Muitos homens parecem nunca ter pensado o que é uma casa, e são realmente, embora desnecessariamente, pobres a vida inteira porque julgam necessário ter uma casa igual à dos vizinhos. Como se alguém tivesse de usar um tipo qualquer de paletó que o alfaiate resolveu cortar ou, abandonando aos poucos o chapéu de folha de palmeira ou o boné de pele de marmota, reclamasse dos tempos difíceis porque não consegue comprar uma coroa! É possível inventar uma casa ainda mais prática e mais luxuosa do que já temos, e pela qual no entanto todos admitiriam que ninguém tem condições de pagar. Ficaremos sempre estudando como conseguir mais coisas dessas, e nunca, nem de vez em quando, nos contentaremos com menos? O cidadão respeitável ficará ensinando com toda a gravidade, pelo preceito e pelo exemplo, a necessidade de que o jovem providencie uma determinada quantidade de galochas, guarda-chuvas e quartos de hóspedes vazios para hóspedes vazios, até morrer? Por que nosso mobiliário não pode ser tão simples quando o dos árabes ou dos índios? Quando penso nos benfeitores da nação, que saudamos apoteoticamente como mensageiros dos céus, portadores de dádivas divinas ao homem, não vejo mentalmente nenhum séquito em seus calcanhares, nenhum carregamento de móveis elegantes atrás deles. Ou: e se eu conceder – não seria uma concessão curiosa? – que nossa mobília deve ser mais complexa do que a dos árabes, na mesma proporção em que somos moral e intelectualmente superiores a eles! Hoje em dia nossas casas vivem atravancadas e poluídas de móveis, e uma boa dona de casa preferiria jogar a maior parte no buraco do lixo do que deixar seu trabalho matinal sem terminar. Trabalho matinal! Pelas cores da Aurora e pela música de Mêmnon, o que há de ser o trabalho matinal do homem neste mundo? Eu tinha três peças de calcário em minha escrivaninha, mas fiquei apavorado quando descobri que precisaria tirar o pó todo dia, enquanto a mobília de meu espírito ainda estava toda empoeirada, e de desgosto joguei fora as pedras pela janela. Então como poderia eu ter uma casa mobiliada? Prefiro sentar ao ar livre, pois o mato não junta pó, a não ser onde o homem fendeu o solo.

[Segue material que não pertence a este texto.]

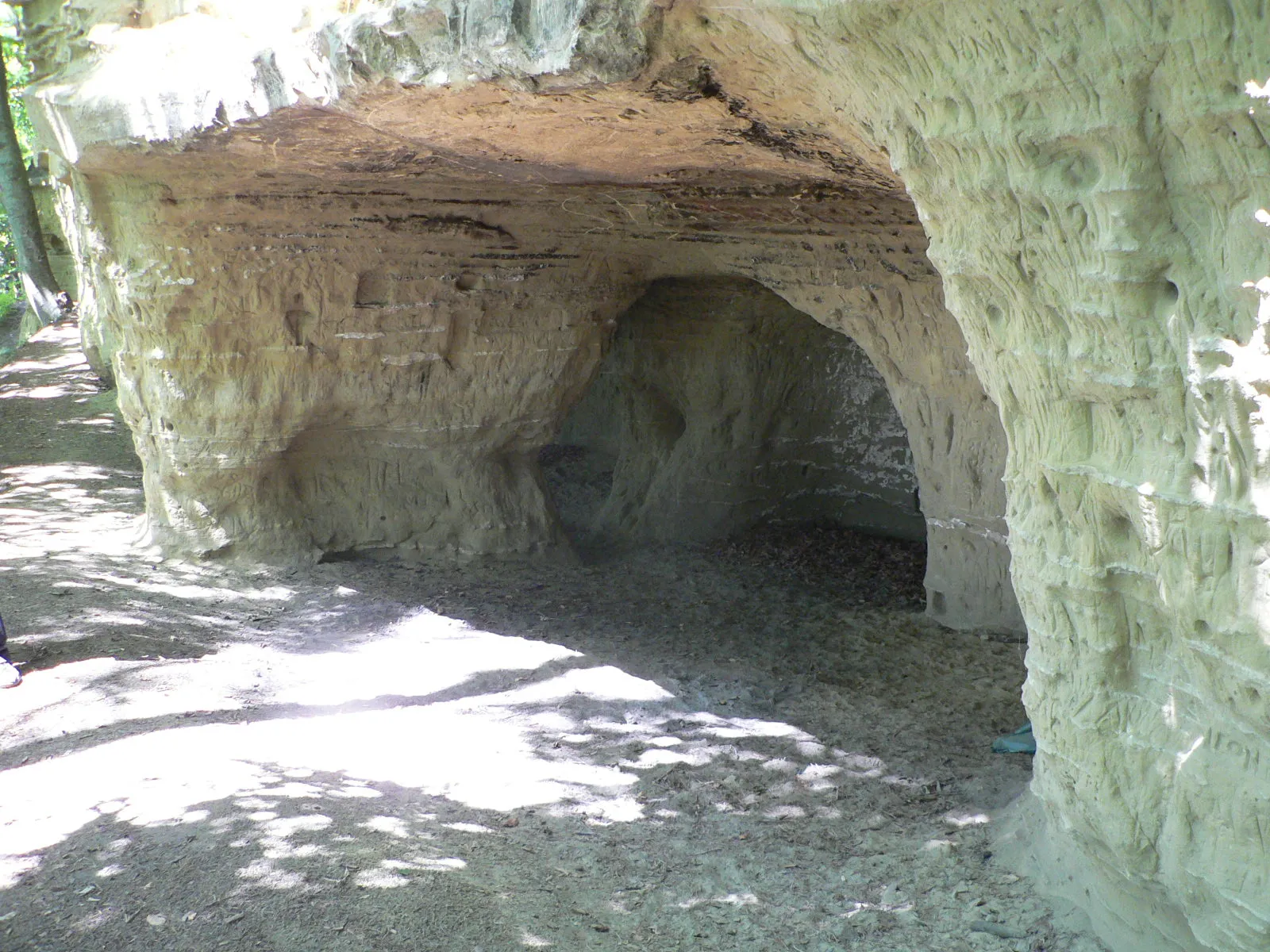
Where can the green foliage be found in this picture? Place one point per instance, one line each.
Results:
(19, 70)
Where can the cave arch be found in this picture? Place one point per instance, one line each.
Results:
(719, 406)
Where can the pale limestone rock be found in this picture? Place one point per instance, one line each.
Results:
(352, 321)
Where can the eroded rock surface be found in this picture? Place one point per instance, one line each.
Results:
(352, 285)
(721, 406)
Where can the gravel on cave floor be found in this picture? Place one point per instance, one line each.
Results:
(759, 744)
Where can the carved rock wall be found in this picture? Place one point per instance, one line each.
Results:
(1092, 178)
(375, 361)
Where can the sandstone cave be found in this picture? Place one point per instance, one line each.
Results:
(495, 429)
(719, 408)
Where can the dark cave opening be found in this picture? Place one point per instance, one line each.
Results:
(721, 413)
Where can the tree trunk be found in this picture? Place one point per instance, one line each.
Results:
(44, 298)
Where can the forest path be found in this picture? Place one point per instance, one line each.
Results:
(675, 748)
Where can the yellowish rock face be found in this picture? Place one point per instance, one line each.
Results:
(353, 266)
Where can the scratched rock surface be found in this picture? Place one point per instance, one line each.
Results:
(1090, 175)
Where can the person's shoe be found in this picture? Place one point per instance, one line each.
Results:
(10, 676)
(1020, 742)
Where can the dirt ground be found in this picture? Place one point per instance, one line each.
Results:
(753, 746)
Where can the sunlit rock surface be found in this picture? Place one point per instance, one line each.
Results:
(353, 263)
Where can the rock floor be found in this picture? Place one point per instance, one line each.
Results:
(759, 746)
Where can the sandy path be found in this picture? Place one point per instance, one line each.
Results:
(671, 749)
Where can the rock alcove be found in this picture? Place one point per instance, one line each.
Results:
(353, 264)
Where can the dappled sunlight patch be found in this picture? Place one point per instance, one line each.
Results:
(48, 393)
(266, 873)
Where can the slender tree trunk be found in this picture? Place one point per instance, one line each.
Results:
(37, 278)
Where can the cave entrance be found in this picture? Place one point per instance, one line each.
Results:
(719, 408)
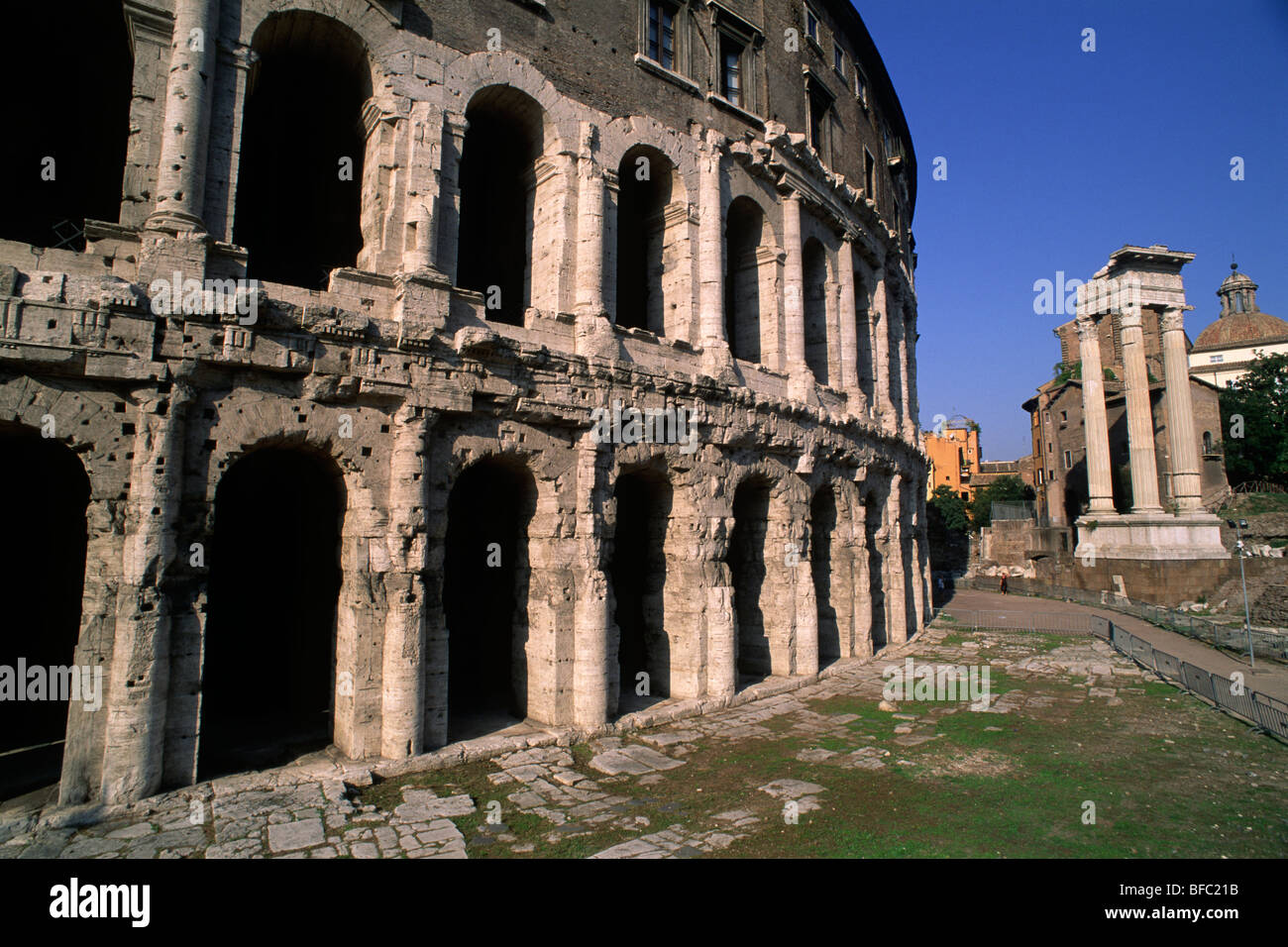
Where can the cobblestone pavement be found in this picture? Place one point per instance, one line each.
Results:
(312, 809)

É o luxuoso e dissipado que cria as modas que o rebanho segue com tanto empenho. O viajante que se detém nos melhores estabelecimentos, como dizem, logo descobre isso, pois os taverneiros imaginam que ele é algum Sardanápalo, e se ele aceitar suas gentis atenções logo vai ficar completamente efeminado. Penso que, num vagão de trem, nossa tendência é gastar mais no luxo do que na segurança e na praticidade, e ele corre o risco de não se tornar nem seguro nem prático, e se converter apenas em uma sala de visitas moderna, com seus divãs, sofás, persianas e tantas outras coisas orientais que estamos trazendo para o Ocidente, inventadas para as damas dos haréns e para os nativos efeminados do Império Celestial que qualquer americano teria vergonha de conhecer.